Adenosine a1 and a2 receptors mediate tone-dependent responses in
the feline pulmonary vascular bed.
Cheng, David Y., Bracken J. Dewitt, Fumio Suzuki, Constance F. Neely,
and Philip J. Kadowitz.
Department of Pharmacology, Tulane University School of Medicine,
New Orleans, Louisiana 70112; Department of Anesthesiology,
University of Pennsylvania School of Medicine, Philadelphia,
Pennsylvania; Pharmaceutical Research Labs, Kyowa Hakko Co., Ltd.,
1188 Shimotogari, Nagaizumi-cho, Schizuoka 411 Japan
APStracts 2:0271H, 1995.
Adenosine produces tone-dependent responses in the feline pulmonary
vascular bed; however, the adenosine receptor subtype mediating
responses to the nucleoside has not been determined. The present
study was undertaken to investigate the adenosine receptor subtypes
mediating tone-dependent responses in the pulmonary vascular bed of
the intact-chest cat. Intralobar injections of adenosine, ATP, and
analogs under low resting-tone conditions caused dose-related
increases in lobar arterial pressure; and in terms of relative
vasoconstrictor activity, the order of potency was [alpha],[beta]

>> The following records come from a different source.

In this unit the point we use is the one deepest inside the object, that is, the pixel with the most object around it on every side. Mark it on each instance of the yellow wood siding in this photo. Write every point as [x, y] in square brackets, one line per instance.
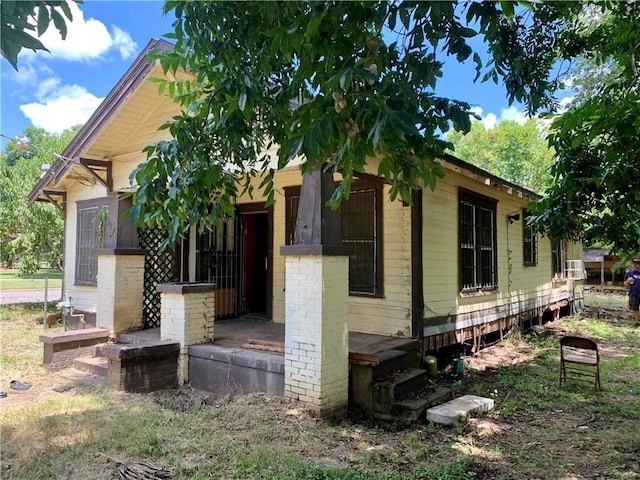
[389, 315]
[520, 287]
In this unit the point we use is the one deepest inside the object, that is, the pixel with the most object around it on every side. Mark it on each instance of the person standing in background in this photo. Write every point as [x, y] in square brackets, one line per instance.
[632, 282]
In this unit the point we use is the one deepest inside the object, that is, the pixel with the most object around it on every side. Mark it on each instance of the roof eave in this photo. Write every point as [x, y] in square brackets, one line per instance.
[94, 125]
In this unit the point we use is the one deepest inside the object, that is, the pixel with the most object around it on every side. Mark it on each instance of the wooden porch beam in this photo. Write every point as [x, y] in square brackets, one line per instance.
[49, 197]
[103, 166]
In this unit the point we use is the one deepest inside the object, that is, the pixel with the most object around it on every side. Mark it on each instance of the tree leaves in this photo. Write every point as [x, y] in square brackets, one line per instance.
[16, 22]
[332, 83]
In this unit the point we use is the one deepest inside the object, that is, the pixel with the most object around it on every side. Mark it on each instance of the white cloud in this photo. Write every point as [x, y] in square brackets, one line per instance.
[45, 87]
[477, 110]
[512, 113]
[124, 43]
[69, 106]
[564, 104]
[489, 121]
[87, 39]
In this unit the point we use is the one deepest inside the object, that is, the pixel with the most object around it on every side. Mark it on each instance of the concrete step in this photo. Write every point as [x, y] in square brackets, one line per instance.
[413, 408]
[94, 365]
[448, 413]
[397, 386]
[141, 336]
[390, 361]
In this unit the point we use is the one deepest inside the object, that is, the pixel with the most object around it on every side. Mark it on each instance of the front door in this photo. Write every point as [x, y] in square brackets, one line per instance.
[237, 256]
[256, 262]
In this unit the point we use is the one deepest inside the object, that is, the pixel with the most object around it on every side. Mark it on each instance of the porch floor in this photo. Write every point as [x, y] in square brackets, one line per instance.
[247, 354]
[235, 333]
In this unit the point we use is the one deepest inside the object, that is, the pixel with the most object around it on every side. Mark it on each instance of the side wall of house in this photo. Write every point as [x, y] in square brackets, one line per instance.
[523, 291]
[85, 298]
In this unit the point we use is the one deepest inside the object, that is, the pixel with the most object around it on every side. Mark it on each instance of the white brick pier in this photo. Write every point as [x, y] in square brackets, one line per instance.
[187, 313]
[316, 332]
[120, 287]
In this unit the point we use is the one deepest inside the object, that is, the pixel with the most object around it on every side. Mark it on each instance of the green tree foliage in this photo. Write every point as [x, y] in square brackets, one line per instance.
[335, 83]
[518, 153]
[20, 18]
[595, 193]
[30, 234]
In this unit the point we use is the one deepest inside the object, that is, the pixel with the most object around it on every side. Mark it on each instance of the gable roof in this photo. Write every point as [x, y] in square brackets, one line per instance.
[97, 161]
[96, 124]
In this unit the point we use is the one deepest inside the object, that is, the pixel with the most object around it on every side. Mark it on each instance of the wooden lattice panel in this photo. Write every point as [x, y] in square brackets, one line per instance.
[159, 267]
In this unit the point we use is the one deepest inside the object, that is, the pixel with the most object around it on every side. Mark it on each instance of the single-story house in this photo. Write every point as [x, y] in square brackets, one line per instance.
[457, 264]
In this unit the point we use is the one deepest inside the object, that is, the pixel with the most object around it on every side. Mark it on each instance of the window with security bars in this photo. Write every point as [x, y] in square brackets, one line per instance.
[557, 259]
[529, 242]
[361, 225]
[478, 258]
[88, 239]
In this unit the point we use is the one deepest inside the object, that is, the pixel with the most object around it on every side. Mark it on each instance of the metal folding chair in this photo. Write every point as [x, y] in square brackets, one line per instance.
[579, 360]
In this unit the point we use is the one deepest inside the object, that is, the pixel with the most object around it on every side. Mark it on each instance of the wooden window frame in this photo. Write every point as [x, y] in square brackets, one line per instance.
[86, 258]
[529, 242]
[477, 239]
[558, 253]
[292, 195]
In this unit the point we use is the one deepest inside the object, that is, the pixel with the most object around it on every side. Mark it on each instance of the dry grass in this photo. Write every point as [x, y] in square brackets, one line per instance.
[535, 431]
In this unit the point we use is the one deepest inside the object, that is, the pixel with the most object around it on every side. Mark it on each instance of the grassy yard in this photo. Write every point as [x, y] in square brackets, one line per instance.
[536, 430]
[9, 279]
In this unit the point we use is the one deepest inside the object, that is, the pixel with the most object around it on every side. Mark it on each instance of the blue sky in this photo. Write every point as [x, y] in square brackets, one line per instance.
[58, 90]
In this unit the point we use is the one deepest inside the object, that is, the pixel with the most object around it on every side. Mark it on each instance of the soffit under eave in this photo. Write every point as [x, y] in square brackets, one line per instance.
[135, 123]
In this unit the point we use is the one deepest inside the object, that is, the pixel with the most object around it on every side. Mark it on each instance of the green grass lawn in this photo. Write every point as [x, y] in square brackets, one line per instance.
[9, 279]
[535, 431]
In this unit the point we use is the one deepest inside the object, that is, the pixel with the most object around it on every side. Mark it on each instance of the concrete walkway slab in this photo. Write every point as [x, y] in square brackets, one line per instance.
[447, 413]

-methylene ATP ([alpha],[beta]-metATP) > N6-cyclopentyladenosine
(CPA) > ATP > adenosine. Increases in lobar arterial
pressure under low-tone conditions in response to adenosine, ATP, and
CPA, an adenosine A1 receptor agonist, were reduced by KW3902, an
adenosine A1 receptor antagonist, and; whereas, KW3902 and
meclofenamate had no effect on responses to [alpha],[beta]-metATP,
norepinephrine, serotonin, or angiotensin II. Under elevated-tone
conditions, intralobar injections of adenosine, ATP, and analogs
caused dose-related decreases in lobar arterial pressure; and in
terms of relative vasodilator activity, adenosine was 10-fold less
potent than 5'-(N-cyclopropyl)-carboxamidoadenosine (CPCA), an A2
receptor agonist, and ATP. Following administration of KF17837, an A2
receptor antagonist, vasodilator responses to adenosine and CPCA were
reduced whereas responses to ATP, isoproterenol, DEA-NO, lemakalim,
and bradykinin were not changed. The decreases in lobar arterial
pressure in response to adenosine were not attenuated by Nw-nitro-L
-arginine benzyl ester, methylene blue, or U37883A. These results
suggest that vasoconstrictor responses to adenosine under low-tone
conditions are mediated by A1 receptors and the release of
vasoconstrictor prostanoids, and that under elevated-tone conditions
vasodilator responses are mediated by A2 receptors but do not involve
the release of nitric oxide, the activation of soluble guanylate
cyclase, or of K+ATP channels.
Received 17 November 1994; accepted in final form 8 June 1995.
APS Manuscript Number H1028-4.
Article publication pending Am. J. Physiol. (Heart Circ. Physiology).
ISSN 1080-4757 Copyright 1995 The American Physiological Society.
Published in APStracts on 11 July 1995.